Abstract
Objective
To assess the relationship between bone marrow (BM) biopsy operator experience and both specimen quality and ancillary testing utilization.
Patients and Methods
We evaluated all referred and in-house (IH) BM biopsy specimens obtained over a contiguous 6-week period from April 3, 2017, to May 19, 2017. The BM specimens were assessed for the length of interpretable marrow, and aspirates were assessed for the presence of spicules. Subgroup comparisons included IH BM obtained by a trained team of nurses within our institution, patients clinically referred (CR) to our institution with outside-obtained BM specimens, and outside pathologist-referred (PR) consultation cases. Ancillary study usage was compared between the first 100 cases of each group.
Results
A total of 1191 BM specimens were analyzed, including 600 IH, 288 CR, and 303 PR cases with biopsies and/or aspirates. The average interpretable biopsy lengths of IH, CR, and PR cases were 16.0 mm, 10.0 mm, and 7.0 mm, respectively (P<.001). World Health Organization–recommended length of 15 mm or more was achieved in 61.4%, 26.6%, and 19.1%, respectively (P<.001). Of the aspirates analyzed among IH, CR, and PR cases, 93%, 71.3%, and 73.5% contained spicules, respectively (P<.001). Use of immunohistochemistry, flow cytometry, karyotype, and fluorescence in situ hybridization was higher in CR and PR cases than in IH cases (all P<.05). The IH, CR, and PR cases used on average 1.5, 2.8, and 4.8 immunohistochemistry stains per case (P<.001).
Conclusion
Having a dedicated team of BM biopsy operators is likely one factor contributing to improved BM biopsy quality and a reduced need for ancillary testing.
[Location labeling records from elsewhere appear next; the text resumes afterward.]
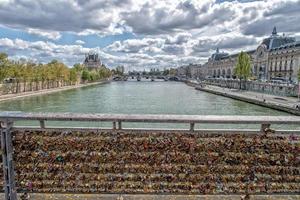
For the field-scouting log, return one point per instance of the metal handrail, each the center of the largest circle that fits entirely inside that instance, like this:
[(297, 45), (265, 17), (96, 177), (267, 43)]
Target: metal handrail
[(117, 119)]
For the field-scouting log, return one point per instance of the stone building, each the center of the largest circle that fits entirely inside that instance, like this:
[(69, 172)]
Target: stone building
[(191, 71), (92, 61), (278, 56)]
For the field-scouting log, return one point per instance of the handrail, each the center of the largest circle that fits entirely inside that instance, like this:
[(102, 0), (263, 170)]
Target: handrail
[(222, 119), (117, 119)]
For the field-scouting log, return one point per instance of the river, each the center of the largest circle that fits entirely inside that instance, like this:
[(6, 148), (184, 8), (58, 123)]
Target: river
[(134, 97)]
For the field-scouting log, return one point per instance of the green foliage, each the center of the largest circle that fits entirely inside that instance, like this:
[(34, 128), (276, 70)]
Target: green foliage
[(52, 74), (243, 69), (85, 75)]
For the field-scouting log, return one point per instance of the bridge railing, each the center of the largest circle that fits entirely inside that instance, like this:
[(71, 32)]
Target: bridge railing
[(8, 119), (118, 119)]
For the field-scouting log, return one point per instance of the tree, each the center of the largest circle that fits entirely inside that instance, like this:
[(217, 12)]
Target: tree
[(85, 75), (242, 69)]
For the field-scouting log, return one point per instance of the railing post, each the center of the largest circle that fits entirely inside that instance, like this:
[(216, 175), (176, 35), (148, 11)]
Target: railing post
[(7, 159), (119, 125), (42, 124), (192, 126), (264, 127), (114, 125)]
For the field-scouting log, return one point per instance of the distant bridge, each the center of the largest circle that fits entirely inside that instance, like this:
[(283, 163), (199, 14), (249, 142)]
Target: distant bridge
[(146, 77)]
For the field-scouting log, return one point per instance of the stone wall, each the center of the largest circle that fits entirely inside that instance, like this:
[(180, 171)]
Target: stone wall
[(155, 162), (268, 88), (13, 88)]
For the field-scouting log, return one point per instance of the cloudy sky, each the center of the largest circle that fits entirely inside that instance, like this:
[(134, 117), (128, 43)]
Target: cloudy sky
[(140, 33)]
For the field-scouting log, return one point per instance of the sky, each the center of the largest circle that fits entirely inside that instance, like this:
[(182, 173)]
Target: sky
[(140, 34)]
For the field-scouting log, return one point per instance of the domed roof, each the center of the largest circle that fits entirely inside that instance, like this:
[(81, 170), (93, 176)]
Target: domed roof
[(276, 40)]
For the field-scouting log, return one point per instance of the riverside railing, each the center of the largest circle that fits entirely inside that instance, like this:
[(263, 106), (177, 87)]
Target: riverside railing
[(8, 120)]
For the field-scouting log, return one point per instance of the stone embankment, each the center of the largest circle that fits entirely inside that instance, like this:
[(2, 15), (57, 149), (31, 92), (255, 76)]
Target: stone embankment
[(47, 91), (155, 162), (285, 104)]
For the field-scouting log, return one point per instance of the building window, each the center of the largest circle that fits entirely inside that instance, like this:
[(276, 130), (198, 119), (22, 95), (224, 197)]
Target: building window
[(285, 65), (280, 64)]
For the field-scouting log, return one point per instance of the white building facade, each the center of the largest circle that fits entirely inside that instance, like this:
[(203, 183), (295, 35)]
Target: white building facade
[(278, 56)]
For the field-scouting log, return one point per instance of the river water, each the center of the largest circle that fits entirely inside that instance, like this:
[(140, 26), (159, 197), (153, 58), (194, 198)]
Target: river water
[(134, 97)]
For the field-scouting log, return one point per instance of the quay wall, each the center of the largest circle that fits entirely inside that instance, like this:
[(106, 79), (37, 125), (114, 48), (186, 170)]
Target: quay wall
[(267, 88), (250, 100), (155, 162)]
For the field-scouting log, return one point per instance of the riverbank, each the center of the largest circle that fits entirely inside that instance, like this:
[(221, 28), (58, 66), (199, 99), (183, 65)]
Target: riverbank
[(48, 91), (285, 104)]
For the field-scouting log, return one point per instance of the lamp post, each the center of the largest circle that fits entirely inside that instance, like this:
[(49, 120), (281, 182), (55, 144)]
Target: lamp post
[(299, 91)]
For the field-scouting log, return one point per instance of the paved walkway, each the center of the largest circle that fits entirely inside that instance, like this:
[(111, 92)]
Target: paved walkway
[(154, 197), (45, 91), (287, 104)]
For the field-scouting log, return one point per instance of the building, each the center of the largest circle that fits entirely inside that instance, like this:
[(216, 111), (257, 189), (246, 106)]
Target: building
[(92, 61), (278, 56), (191, 71)]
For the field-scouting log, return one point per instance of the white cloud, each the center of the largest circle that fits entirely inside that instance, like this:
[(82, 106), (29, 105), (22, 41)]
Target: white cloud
[(53, 35), (79, 42)]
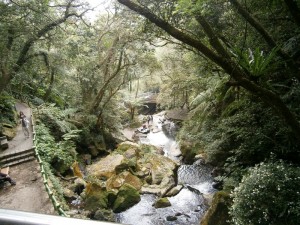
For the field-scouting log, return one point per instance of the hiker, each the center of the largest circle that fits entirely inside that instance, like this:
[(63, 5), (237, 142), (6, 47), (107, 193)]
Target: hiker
[(25, 124), (5, 177)]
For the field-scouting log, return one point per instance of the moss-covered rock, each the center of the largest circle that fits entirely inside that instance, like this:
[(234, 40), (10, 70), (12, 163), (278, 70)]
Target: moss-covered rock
[(95, 197), (162, 203), (104, 215), (117, 181), (217, 213), (105, 168), (126, 197)]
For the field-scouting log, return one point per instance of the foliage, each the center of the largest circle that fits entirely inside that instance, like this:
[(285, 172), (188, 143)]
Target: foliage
[(57, 186), (7, 110), (256, 63), (61, 154), (56, 119), (268, 195)]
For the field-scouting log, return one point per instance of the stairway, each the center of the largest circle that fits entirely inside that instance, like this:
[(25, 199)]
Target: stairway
[(12, 158)]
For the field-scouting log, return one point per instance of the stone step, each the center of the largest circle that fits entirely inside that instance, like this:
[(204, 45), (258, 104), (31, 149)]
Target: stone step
[(16, 162), (17, 157)]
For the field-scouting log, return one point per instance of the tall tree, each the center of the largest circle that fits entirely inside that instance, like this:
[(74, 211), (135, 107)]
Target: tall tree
[(212, 48), (25, 23)]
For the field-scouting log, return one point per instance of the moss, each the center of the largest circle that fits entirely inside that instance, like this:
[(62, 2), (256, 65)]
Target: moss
[(127, 197), (97, 201), (217, 214), (162, 203)]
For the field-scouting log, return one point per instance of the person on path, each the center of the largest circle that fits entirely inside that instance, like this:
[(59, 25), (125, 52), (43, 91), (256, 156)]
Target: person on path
[(25, 124), (5, 177)]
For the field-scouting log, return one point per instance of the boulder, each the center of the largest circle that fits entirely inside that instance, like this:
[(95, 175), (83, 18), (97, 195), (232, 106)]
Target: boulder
[(127, 145), (162, 203), (174, 191), (104, 215), (161, 167), (117, 181), (95, 197), (126, 198), (217, 213), (171, 218), (105, 167)]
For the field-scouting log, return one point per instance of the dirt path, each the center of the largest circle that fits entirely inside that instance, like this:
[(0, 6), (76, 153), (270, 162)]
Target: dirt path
[(29, 193)]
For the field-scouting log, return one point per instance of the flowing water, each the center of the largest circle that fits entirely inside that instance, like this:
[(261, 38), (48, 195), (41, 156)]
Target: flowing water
[(189, 205)]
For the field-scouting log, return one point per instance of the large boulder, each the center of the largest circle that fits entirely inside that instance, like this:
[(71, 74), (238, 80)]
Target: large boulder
[(217, 213), (162, 203), (126, 198), (117, 181), (105, 167), (96, 197)]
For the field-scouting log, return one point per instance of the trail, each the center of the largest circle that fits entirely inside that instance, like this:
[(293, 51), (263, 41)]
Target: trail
[(29, 193)]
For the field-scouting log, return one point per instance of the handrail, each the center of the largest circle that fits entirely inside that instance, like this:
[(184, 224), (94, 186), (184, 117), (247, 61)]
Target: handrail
[(13, 217), (56, 204)]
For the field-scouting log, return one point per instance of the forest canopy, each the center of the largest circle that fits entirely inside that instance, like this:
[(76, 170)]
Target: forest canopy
[(233, 65)]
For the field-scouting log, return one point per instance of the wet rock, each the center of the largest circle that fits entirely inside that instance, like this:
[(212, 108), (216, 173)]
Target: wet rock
[(162, 203), (69, 194), (95, 197), (105, 168), (126, 197), (104, 215), (78, 186), (217, 213), (171, 218), (126, 145), (174, 191), (116, 181)]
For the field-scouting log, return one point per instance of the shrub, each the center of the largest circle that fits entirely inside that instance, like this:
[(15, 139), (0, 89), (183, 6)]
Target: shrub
[(269, 194)]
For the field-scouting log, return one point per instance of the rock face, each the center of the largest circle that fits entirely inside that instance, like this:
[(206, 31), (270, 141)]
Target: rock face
[(217, 213), (117, 180), (126, 197), (105, 168), (162, 203)]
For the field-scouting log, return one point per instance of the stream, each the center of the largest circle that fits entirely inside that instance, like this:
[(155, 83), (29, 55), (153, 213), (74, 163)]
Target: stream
[(189, 205)]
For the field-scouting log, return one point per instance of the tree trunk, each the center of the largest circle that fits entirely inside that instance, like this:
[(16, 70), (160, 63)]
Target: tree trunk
[(225, 63), (294, 10)]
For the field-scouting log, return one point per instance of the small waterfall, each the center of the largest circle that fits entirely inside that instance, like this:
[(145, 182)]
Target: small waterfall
[(189, 205)]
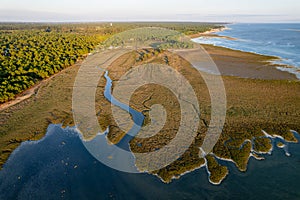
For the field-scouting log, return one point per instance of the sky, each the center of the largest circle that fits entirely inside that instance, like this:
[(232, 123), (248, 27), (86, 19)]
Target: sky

Abbreviations and Acronyms: BM, bone marrow; CR, clinically referred; IH, in-house; IHC, immunohistochemical; PR, pathologist referred; WHO, World Health Organization
Adequate bone marrow (BM) biopsy specimens and aspirates are essential to the diagnosis and management of many hematologic diseases. The World Health Organization (WHO) recommends that BM core biopsies include at least 15 mm of evaluable marrow and a 500-cell differential be counted “as close to the particle and as undiluted with blood as possible” in aspirates.1 In addition, studies indicate that variations in biopsy quality have a negative effect on a pathologist's ability to make a definitive assessment. A considerable correlation has also been observed between length of interpretable BM and rate of a positive diagnosis in cohorts of diffuse large B-cell lymphoma, neuroblastoma, and other lymphomas and metastatic disease in BM.2, 3, 4 Accurate assessment for myeloid malignancy, as well, relies heavily on having adequate aspirates and core biopsies to assess the architecture, cytology of the marrow, and differential count.1, 5, 6
Anecdotally, many factors may affect the quality of BM biopsies and aspirates including patient characteristics (age, body mass index [calculated as the weight in kilograms divided by the height in meters squared], disease state), operator experience, having a dedicated procedural site, use of sedation during the procedure, and needle gauge. However, results of published studies vary in terms of which of these factors show true association with sample quality. Operator experience, however, is one factor that has been repeatedly shown to impact BM specimen quality, and, as one recent study has shown, can be addressed with targeted education.4, 7, 8
At our institution, the vast majority of BM specimens are obtained by a trained team of nurses performing BM procedures daily; a small percentage of BM procedures are performed by resident and fellow trainees under the supervision and direction of the nurses. Approximately 75% of our BM procedures are performed under sedation in a dedicated outpatient procedural space, with the remaining performed at the bedside in hospital rooms. Laboratory technologists are present at the bedside to assess BM specimen quality in real time. Our institution averages approximately 4500 in-house (IH) BM procedures per year, divided among 4.5 full-time nurses, giving our operators an optimum level of experience. As a national tertiary referral center with a busy pathology consultation practice, we review BM specimens from a large number of other medical centers. This affords us a unique opportunity to compare specimen quality between BM biopsies and aspirates obtained under a consistent setting within our institution with those obtained at outside institutions, under heterogeneous circumstances. In doing so, we sought not only to assess the quality of our own BM biopsy practice but also to inform the hematology community atlarge about the state of clinical BM specimens today. This type of audit comparing the adequacy of BM biopsy specimens obtained in different clinical settings is lacking in the literature. Second, we compared the use of ancillary testing between case types to determine whether specimen quality (associated with operator experience) might impact the ordering of ancillary testing on BM specimens.
Patients and Methods
Specimen Review
We evaluated all IH and referred BM biopsy specimens and aspirates seen in the Division of Hematopathology at Mayo Clinic over a contiguous 6-week period from April 3, 2017, to May 19, 2017. Cases were considered as 1 of 3 types: (1) IH: BM obtained within our institution; (2) clinically referred (CR): patients who were clinically being seen at our institution whose outside-obtained pathology case was sent for review in conjunction with their visit at Mayo Clinic; and (3) pathologist referred (PR): pathology consultations in which a patient's BM specimen was reviewed at our institution at the request of an outside physician (usually a pathologist).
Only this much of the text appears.